Ketika Identitas Diriku Kuletakkan pada Ucapan Orang Lain

Oleh Veronica*, Depok

“Hey, kok lo goblok banget sih!” teriak Meredith*. Ucapan itu dilontarkannya sebagai tanggapan atas ceritaku kemarin malam kalau aku mendapat nilai tertinggi se-tim-ku untuk tes kecerdasan yang diadakan kantorku.

Teriakan itu menohokku. Aku, lulus dari perguruan tinggi ternama, bekerja di perusahaan impian, bahkan menjadi salah satu kandidat terbaik di sana. Seketika aku merasa tidak berharga. Rasanya prestasi di sana sini yang telah kuraih tak artinya di hadapan Meredith.

Meredith adalah salah satu anggota keluargaku. Sejak orang tuaku pergi ke luar kota setelah aku lahir, dialah yang mengasuhku hingga saat ini. Lahir sebagai anak tentara pejuang kemerdekaan dan menikah dengan seorang tentara pula, membentuknya menjadi wanita yang keras dan kuat. Hal itu pula yang menjadi pedomannya saat membesarkanku, sampai kadang dia lupa bahwa aku butuh kelemahlembutan. Caranya mendidikku adalah dengan menuntutku untuk selalu jadi yang terbaik. Pernah saat itu ketika SMP aku meraih peringkat 28 ketika semester 1, dan melesat menjadi peringkat 2 di semester 2. Kalian tahu apa katanya? “Kok gak ranking 1?”.

Ketidakpuasannya atas prestasiku tidak terjadi hanya sekali, melainkan terus berulang. Lama-lama aku jadi marah. Ketika SMA, aku berjuang habis-habisan untuk bisa kuliah di luar kota atau bahkan di luar negeri, agar bisa jauh darinya. Namun, perjuanganku kandas.

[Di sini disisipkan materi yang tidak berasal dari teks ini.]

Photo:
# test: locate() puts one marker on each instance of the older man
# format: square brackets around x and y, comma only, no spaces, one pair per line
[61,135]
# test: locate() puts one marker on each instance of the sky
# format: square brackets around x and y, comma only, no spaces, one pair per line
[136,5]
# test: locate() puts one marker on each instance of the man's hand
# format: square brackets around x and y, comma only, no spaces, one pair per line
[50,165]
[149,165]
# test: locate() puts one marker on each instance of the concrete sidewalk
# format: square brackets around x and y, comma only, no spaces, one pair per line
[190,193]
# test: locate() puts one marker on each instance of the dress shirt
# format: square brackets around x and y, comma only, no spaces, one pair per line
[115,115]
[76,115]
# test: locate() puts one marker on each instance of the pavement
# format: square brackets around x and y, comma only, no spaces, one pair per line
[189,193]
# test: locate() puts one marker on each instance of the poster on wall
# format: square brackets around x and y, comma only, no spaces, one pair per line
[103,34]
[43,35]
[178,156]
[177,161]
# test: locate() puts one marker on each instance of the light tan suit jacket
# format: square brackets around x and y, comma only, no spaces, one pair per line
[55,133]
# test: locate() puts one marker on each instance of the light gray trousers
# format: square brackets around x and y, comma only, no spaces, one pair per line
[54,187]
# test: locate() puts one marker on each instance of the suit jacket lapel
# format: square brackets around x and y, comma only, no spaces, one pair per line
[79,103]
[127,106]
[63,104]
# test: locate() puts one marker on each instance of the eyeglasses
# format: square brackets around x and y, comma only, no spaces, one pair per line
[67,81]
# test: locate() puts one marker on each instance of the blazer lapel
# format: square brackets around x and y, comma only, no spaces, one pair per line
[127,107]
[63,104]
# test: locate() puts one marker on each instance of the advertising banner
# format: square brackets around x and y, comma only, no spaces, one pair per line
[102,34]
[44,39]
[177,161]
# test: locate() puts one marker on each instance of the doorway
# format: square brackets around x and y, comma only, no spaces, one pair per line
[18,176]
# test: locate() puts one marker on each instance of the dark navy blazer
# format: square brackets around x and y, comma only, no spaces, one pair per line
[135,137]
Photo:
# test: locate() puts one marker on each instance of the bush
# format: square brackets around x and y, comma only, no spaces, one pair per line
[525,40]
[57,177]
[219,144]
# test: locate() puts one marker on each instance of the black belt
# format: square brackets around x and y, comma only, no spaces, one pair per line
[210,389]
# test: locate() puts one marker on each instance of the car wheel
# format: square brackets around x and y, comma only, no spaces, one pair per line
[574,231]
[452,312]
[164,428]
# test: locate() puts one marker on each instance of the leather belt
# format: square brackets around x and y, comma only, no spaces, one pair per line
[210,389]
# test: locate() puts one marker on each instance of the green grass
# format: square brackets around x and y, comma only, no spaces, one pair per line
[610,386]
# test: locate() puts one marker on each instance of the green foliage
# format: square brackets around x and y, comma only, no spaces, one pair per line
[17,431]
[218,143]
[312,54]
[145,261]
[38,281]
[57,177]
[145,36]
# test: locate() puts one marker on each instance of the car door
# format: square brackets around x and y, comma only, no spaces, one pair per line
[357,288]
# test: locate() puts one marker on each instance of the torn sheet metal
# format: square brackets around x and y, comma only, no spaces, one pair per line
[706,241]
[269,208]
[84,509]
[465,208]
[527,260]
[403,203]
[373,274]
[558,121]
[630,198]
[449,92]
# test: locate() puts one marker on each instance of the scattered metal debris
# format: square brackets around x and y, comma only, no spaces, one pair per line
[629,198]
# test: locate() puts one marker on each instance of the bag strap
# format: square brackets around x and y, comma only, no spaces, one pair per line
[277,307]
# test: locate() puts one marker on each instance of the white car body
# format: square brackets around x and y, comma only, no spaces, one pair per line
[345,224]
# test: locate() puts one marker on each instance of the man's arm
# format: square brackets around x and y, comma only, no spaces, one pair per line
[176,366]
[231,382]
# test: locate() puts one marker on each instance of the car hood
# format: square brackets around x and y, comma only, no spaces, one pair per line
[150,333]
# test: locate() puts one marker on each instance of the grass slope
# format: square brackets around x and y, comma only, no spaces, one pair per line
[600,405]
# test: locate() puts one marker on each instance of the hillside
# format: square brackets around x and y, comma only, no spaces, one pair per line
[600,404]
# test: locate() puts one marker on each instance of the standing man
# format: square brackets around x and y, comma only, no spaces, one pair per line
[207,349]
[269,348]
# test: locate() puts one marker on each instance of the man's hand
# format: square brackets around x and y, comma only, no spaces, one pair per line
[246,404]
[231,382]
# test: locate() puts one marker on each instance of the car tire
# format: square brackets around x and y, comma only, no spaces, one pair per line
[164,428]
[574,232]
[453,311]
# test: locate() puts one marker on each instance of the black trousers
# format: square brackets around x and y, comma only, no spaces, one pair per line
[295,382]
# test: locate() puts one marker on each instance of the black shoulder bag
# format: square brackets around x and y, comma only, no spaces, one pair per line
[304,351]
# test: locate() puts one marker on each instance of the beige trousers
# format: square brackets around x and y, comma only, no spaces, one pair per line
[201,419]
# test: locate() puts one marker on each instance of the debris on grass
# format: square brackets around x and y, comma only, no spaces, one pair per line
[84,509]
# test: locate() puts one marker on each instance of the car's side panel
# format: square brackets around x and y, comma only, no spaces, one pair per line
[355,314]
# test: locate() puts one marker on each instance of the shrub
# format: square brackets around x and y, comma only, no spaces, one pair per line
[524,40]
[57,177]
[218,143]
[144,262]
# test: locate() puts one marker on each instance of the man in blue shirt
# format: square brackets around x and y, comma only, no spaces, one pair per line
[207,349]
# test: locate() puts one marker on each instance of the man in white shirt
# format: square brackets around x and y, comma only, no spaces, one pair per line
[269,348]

Aku berkuliah tidak jauh dari rumah, dan setiap hari aku masih bertemu dengannya—dia, yang tidak pernah memberi apresiasi atas setiap prestasiku secara langsung. Meski teman-teman dan keluarga besarku beberapa kali mengapresiasi keberhasilanku, namun dia tetap bergeming. Uniknya, perkataan orang-orang lain rasanya tidak berpengaruh buatku, hanya apresiasi dari Meredithlah yang kutunggu.

Kembali ke ceritaku tentang pagi tadi, perasaan tidak berharga dalam diriku pun mencuat. Aku duduk diam termenung. Dalam perenunganku itu, aku mendapati bahwa meskipun orang-orang lain mengapresiasiku dengan baik, aku meletakkan identitasku pada ucapan Meredith. Aku terjebak dalam pikiran bahwa semua yang kulakukan akan cukup, ketika dia sudah bilang itu cukup. Aku akan merasa bahwa aku berharga adalah ketika dia memberikan apresiasinya kepadaku. Mungkin sikap ini muncul sebagai sebuah upaya ‘pembuktian’ kalau aku orang yang hebat, yang mampu memenuhi semua tuntutannya.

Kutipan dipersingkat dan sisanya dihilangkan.